The telcos learned that the sizzle of the internet attracts customers but that texting keeps them coming back.  Apple understands that and has enhanced texting in a way that should instill incredible loyalty amongst all users but particularly younger ones.

Looking at the recent data from Nielsen shows why this younger demographic is so important to Apple’s future:

Kids Today…
  • Are the Heaviest Mobile Video Viewers: On average, mobile subscribers ages 12-17 watched 7 hours 13 minutes of mobile video a month in Q4 2010, compared to 4 hours 20 minutes for the general population.
  • Are More Receptive to Mobile Advertising than their Elders: More than half (58%) surveyed in September 2010 said they “always” or “sometimes” look at mobile ads.
  • Out-Text All Other Age Groups: In Q1 2011, teens 13-17 sent an average of 3,364 mobile texts per month, more than doubling the rate of the next most active texting demo, 18-24 year olds (1,640 texts per month).
  • Talk Less on the Phone: Besides seniors 65-plus, teens talk the least on their phones, talking an average of 515 minutes per month in Q1 2011 versus more than 750 minutes among 18-24 year olds.
  • Grew Up in the Age of Social Media—and It Shows: While they make up just 7.4 percent of those using social networks, 78.7 percent of 12-17 year olds visited social networks or blogs.
  • Watch Less TV than the General Population: The average American watched 34 hours 39 minutes of TV per week in Q4 2010, a year-over-year increase of two minutes. Teens age 12-17 watch the least amount of TV on average (23 hours 41 minutes per week).
  • Spend Less Time on their Computers: American 18 year olds averaged 39 hours, 50 minutes online from their home computers, of which 5 hours, 26 minutes was spent streaming online video.
This age group doesn’t just text but  are throwing over their TVs, phone and computers for their mobile devices and they READ the dam ads. This is the truly post PC generation that will make the portable connected device like the iPhone, the mainstream computing platform of tomorrow. Apple is creating the products that speak to these consumption patterns.

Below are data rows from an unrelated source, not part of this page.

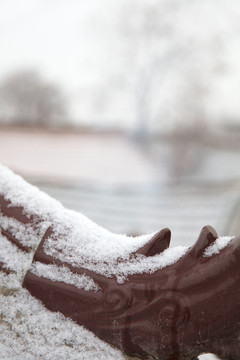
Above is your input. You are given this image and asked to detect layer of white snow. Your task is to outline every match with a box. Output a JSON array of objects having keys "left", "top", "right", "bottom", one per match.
[
  {"left": 30, "top": 261, "right": 100, "bottom": 291},
  {"left": 0, "top": 166, "right": 188, "bottom": 282},
  {"left": 0, "top": 229, "right": 124, "bottom": 360},
  {"left": 203, "top": 236, "right": 234, "bottom": 257}
]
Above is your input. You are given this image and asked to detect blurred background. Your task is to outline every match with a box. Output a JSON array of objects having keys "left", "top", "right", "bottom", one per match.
[
  {"left": 0, "top": 0, "right": 240, "bottom": 359},
  {"left": 0, "top": 0, "right": 240, "bottom": 250}
]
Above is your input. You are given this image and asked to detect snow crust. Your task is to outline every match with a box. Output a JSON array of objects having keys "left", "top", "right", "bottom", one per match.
[
  {"left": 0, "top": 166, "right": 188, "bottom": 283},
  {"left": 203, "top": 236, "right": 234, "bottom": 257},
  {"left": 30, "top": 261, "right": 100, "bottom": 292}
]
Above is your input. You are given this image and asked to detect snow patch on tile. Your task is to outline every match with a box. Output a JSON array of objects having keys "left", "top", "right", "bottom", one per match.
[
  {"left": 203, "top": 236, "right": 234, "bottom": 257},
  {"left": 30, "top": 261, "right": 101, "bottom": 292},
  {"left": 0, "top": 166, "right": 188, "bottom": 282}
]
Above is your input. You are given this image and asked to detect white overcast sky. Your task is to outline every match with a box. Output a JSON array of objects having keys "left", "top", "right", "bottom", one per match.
[{"left": 0, "top": 0, "right": 240, "bottom": 129}]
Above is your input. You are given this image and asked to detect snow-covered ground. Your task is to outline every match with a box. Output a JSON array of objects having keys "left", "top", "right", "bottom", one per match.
[{"left": 0, "top": 167, "right": 229, "bottom": 360}]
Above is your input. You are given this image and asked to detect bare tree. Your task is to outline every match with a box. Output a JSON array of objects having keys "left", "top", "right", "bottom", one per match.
[
  {"left": 0, "top": 70, "right": 67, "bottom": 126},
  {"left": 119, "top": 0, "right": 232, "bottom": 144}
]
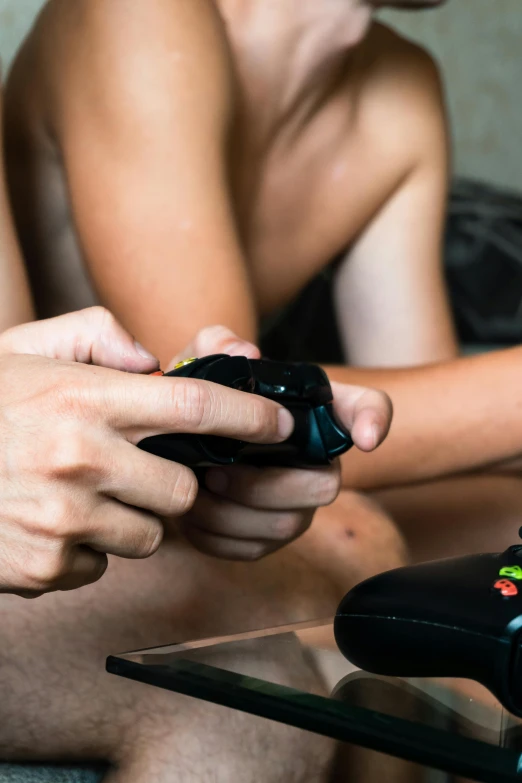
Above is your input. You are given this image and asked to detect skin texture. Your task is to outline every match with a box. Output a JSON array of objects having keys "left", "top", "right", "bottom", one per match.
[{"left": 0, "top": 0, "right": 522, "bottom": 783}]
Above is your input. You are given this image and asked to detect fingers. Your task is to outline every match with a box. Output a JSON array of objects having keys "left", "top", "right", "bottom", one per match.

Apple may be the one company that can penetrate the walled garden that has existed around texting for so long. They are not beholden to the telcos in the same way as Microsoft or Google (although I suppose Google could solve this problem is they so desired) and they offer an integration with the phone that companies like Disco can’t match. Minimally the new technology will create pressure on the telcos to enhance texting. But it could very well also lead to an unseating of the incumbents and bring more innovation and lower pricing to texting technology.

But in making iMessage a compelling, no-brainer and compelling loyalty play, Apple is not just moving into the territory defined by texting usage but they are cementing their relationship for years to come with the generation that defines the future of computing. Its not just the telcos that need to look over their shoulders.